My confidence is in Him;
Because this flesh, right here. I know it full well.
I’ve got nothin’ in me that will get me through the muck. Nothin’ at all.
But, I’ve got a God that won’t leave me in the muck.
I’m putting it all down on Him.
Because any chance at all of me finishing well, well, that’s all Him.
I’m trusting that.
I’m trusting Him.
For I am confident of this very thing, that He who began a good work in you will perfect it until the day of Christ Jesus. ~Philippians 1:6
16 thoughts on “On Finishing Well (or just trusting God)”
I love it. You’re right… He loves us. I was just discussing this with a friend tonight – His love for believers; His love for those He is chasing who He knows will believe; and also His love for those He knows reflect His image but will never believe. It’s unfathomable.
With regards to finishing well, I agree and am glad it’s not all on our shoulders! 🙂
“And I am sure of this, that he who began a good work in you will bring it to completion at the day of Jesus Christ.” Philippians 1:6
Thanks for visiting, Jamey- love your blog and share on this tonight, too!
Dawn, I could just give you a big hug right now! That’s how I feel right now – I’ve got nothing – and I’m like you – I’ve got the pie in the sky dreams – and finishing is so terribly hard. God knew that – He gave me my husband – who helps make those dreams work out – I so needed right now – these last few weeks – to remember how God sees me – and this, oh, I so needed this!
I am hugging you right back! And my hubby, is a gift too. Unless I’m mad at him…lol. JK. God is so good, and I wish I could just rest more in Hi love, peace, grace and perfection, so I just would overflow more of all that too everyone around me. I’m a WIP. Happy weekend.

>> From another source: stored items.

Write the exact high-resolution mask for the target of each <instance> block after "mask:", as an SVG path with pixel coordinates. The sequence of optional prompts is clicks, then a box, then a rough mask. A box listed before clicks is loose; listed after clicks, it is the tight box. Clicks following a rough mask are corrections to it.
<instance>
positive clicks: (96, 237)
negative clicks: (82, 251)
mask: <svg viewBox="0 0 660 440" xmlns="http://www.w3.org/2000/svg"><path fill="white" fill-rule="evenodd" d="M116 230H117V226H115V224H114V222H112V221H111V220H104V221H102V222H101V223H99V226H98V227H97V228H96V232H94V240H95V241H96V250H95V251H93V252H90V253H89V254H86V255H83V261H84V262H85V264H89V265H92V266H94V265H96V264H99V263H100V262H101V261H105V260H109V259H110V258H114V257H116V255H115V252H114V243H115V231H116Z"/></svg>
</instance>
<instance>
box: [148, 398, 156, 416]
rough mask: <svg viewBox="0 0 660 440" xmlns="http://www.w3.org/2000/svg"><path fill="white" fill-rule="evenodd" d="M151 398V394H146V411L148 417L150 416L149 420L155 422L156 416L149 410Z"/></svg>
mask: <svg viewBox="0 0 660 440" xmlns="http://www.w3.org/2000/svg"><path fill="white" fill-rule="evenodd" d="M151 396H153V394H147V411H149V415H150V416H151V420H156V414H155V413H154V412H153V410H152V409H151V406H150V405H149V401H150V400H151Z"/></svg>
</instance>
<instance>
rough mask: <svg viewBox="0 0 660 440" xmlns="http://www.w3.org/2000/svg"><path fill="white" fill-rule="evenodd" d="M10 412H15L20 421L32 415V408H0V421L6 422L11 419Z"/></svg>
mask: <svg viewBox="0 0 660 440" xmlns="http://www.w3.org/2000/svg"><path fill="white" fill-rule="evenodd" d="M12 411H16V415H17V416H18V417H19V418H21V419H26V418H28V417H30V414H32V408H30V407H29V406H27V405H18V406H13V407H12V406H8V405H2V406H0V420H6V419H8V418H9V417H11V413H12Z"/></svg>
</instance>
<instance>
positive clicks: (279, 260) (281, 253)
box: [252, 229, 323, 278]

Amen! That’s the perfect verse to share… God is the one who finishes well – in us – and it is not of our own making. What amazing grace.
Amazing, YES! Thanks for the visit and comment, Ruth!
Oh man, yes! Beautiful words that spoke straight to the heart. I am so grateful He goes before us into the muck of life and brings us through.
Have a beautiful weekend, Barbie!
This is so me Dawn! Of course, it was the “just trusting God” in the title that made me read it right away 🙂 I too have glorious beginnings, which I think is why I describe myself as a “visionary”. I see big picture things, but get bogged down in details which makes it so tough to finish well. But I was just reading 1 Cor. 12-27 yesterday about the parts of the body. God surrounds me with people whose gifts compliment mine and together…together we finish well, each encouraging the other through those rough parts to keep our eyes on a “God who won’t leave me (us) in the muck.” Thanks for being part of that body who reminds me we are human, but in Him I can finish well 🙂
I agree, Tony- in Him we are already there! Have a blessed weekend.
I love that you “finish” your writings with this..”Because any chance at all of me finishing well, well, that’s all Him.
I’m trusting that.
I’m trusting Him.”
THAT is in fact what He wants us to do all the way until the finish line.
Thanks, I think often my writing starts with me and ends with Him…and that I am sure is due to His Holy Spirit! He is so faithful!
“I’ve got a God that won’t leave me in the muck.” Thank you for starting out my day with such hope, Dawn.
My pleasure, absolutely- Trudy! Thank you for visiting- have a hope-filled day.
Oh girl… from one who has battled a lack of follow through to another… I get this and here’s the secret… just do it! (Start – and finish – that canvas, my friend!) Just do it because He has called you to it and He will give you grace… Oh – and sometimes – when we think we have quit… or dropped the ball or fill-in-the-blank, it’s really that He has passed it on for someone else to work on. We move in seasons and as you said, in any of our ‘finishing well’ moments… it’s all Him! Love you girl! (Now go paint something!) ❤
Stay strong and you’ll finish like no other!